No le importaba que yo ya hubiera oído ese relato muchas veces, cada vez me lo contaba mejor y con más detalles. Yo lo oía fascinado, quizás alguna vez escribiera esa novela
Me conmovió tanto su caso que estuve con él un par de semanas en Geel, le dije que volvería y así fue: cada quince días, los domingos, iba a visitarlo desde Bruselas y pasaba con él el día entero, llegaba en el primer tren y me devolvía en el último. Le llevaba una botella de vino, algún libro, una torta de chocolate. Comíamos juntos y me contaba su vida, aunque al final llegaba siempre al mismo sitio, la historia de la guerra y la paz. No le importaba que yo ya hubiera oído ese relato muchas veces, cada vez me lo contaba mejor y con más detalles. Yo lo oía fascinado, quizás alguna vez escribiera esa novela. Era hijo único, flamenco aunque hablaba francés perfecto como en general lo hacen los diplomáticos belgas, todos están obligados a usar por igual las dos lenguas oficiales del país. De niño vivió en Inglaterra, sus padres eran muy ricos: él de origen español, ella sí antuerpiense hasta lo más hondo de su corazón. Estudió historia del arte y derecho en Lovai na y relaciones internacionales en Oxford, y al regresar a Bruselas entró al servicio exterior. La verdad es que estaba indeciso entre eso o la academia, ser profesor, pero prefirió la perspectiva de un destino de viajes y parajes remotos, cuanto más lejos mejor. Era un espíritu libre, además, y la idea de quedarse en Lovaina o en Brujas o en Gante le parecía que era quedarse sin el amor de su vida, dondequiera que estuviera, pero allí no. Sus padres habían muerto, primero su papá y luego su mamá; problemas de plata nunca iba a tener. Viajó entonces por medio mundo: vivió en Italia, en Costa Rica, en Camerún, en Hong Kong, en Irlanda. Lo que más le gustaba, eso sí, era Latinoamérica. Estuvo en Argentina, en Paraguay, en Perú, en Colombia, adonde llegó en 1986 justo cuando el cambio de gobierno entre el conservador y pacifista Belisario Betancur y el liberal Virgilio Barco Vargas.
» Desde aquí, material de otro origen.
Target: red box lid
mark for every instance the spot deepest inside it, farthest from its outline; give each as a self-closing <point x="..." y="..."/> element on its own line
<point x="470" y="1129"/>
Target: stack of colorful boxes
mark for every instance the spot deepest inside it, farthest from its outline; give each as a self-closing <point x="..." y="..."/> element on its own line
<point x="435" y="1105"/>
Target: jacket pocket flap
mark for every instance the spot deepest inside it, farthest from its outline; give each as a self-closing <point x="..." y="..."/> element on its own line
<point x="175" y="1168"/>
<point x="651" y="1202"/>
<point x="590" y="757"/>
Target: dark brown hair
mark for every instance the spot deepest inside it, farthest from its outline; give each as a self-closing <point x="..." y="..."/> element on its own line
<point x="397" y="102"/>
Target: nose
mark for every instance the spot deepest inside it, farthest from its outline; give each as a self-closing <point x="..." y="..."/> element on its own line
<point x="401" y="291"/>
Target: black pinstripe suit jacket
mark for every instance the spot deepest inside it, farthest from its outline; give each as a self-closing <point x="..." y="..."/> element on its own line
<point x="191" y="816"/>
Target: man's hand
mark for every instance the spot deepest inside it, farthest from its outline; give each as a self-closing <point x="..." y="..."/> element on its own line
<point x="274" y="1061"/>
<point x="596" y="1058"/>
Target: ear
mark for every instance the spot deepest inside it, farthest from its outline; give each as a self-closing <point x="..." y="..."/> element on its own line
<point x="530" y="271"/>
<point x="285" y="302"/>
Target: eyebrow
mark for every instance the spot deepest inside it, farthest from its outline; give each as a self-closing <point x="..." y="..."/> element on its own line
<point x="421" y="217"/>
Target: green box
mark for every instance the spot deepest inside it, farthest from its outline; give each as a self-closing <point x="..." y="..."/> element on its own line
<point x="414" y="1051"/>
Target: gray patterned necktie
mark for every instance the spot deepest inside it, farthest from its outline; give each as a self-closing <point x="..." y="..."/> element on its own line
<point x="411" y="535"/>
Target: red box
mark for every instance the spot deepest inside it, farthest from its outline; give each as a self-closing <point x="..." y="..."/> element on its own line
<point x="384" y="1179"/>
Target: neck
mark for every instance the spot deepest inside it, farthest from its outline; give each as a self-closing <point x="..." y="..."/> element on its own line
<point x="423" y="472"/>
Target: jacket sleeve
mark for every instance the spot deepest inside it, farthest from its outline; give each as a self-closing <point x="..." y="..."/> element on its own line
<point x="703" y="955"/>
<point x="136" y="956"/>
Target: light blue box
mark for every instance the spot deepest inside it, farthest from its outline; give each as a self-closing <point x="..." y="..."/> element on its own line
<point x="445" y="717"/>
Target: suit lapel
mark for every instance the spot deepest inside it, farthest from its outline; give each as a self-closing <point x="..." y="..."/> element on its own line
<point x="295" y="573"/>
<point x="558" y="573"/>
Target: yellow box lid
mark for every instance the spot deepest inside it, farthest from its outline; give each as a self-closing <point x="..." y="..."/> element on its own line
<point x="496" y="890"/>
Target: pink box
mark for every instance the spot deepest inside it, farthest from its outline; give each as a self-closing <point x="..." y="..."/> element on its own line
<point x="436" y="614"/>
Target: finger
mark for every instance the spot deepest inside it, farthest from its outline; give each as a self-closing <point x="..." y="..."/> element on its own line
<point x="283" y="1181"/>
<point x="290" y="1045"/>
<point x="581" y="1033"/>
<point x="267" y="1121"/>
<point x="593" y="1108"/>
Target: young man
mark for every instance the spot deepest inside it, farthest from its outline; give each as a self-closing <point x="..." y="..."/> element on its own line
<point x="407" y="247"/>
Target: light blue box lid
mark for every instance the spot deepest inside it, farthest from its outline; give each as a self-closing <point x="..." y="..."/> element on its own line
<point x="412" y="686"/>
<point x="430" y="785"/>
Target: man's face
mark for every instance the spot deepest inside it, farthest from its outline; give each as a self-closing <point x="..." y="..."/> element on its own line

Ya sabía bien lo que era vivir en el trópico, estaba acostumbrado a lo que eso significa para un flamenco como él. Pero lo de Colombia sí lo desbordó por completo, lo llenó de un entusiasmo que no había sentido jamás. Fue de verdad como si llegara a su patria, el lugar en el que mejor se había sentido en el mundo. El caos, la amabilidad y la falta de seriedad de la gente, el clima –los climas, más bien, la posibilidad de pasar en diez minutos de un sol ardoroso al páramo más gélido–, la música, la comida, todo lo sedujo desde el primer momento. Recordaba de hecho cuál había sido ese primer momento, la posesión presidencial de Barco y el largo besamanos de los diplomáticos ante el nuevo presidente, un tipo adusto y de lengua trabada del que decían que estaba enfermo, aunque siempre que lo vio le pareció lo contrario, que cada vez estaba mejor y más lúcido. En Bogotá la gente le ponía un cita a una hora y llegaba dos horas después como si nada, hasta que un colega suyo, por pura compasión, le regaló el libro de viajes por Colombia de André Maurois en 1947 donde estaba una frase que desde entonces Guillermo Santaya hizo suya: “Cuando estés en este país llega siempre tarde, de lo contrario llegarás antes de tiempo…”.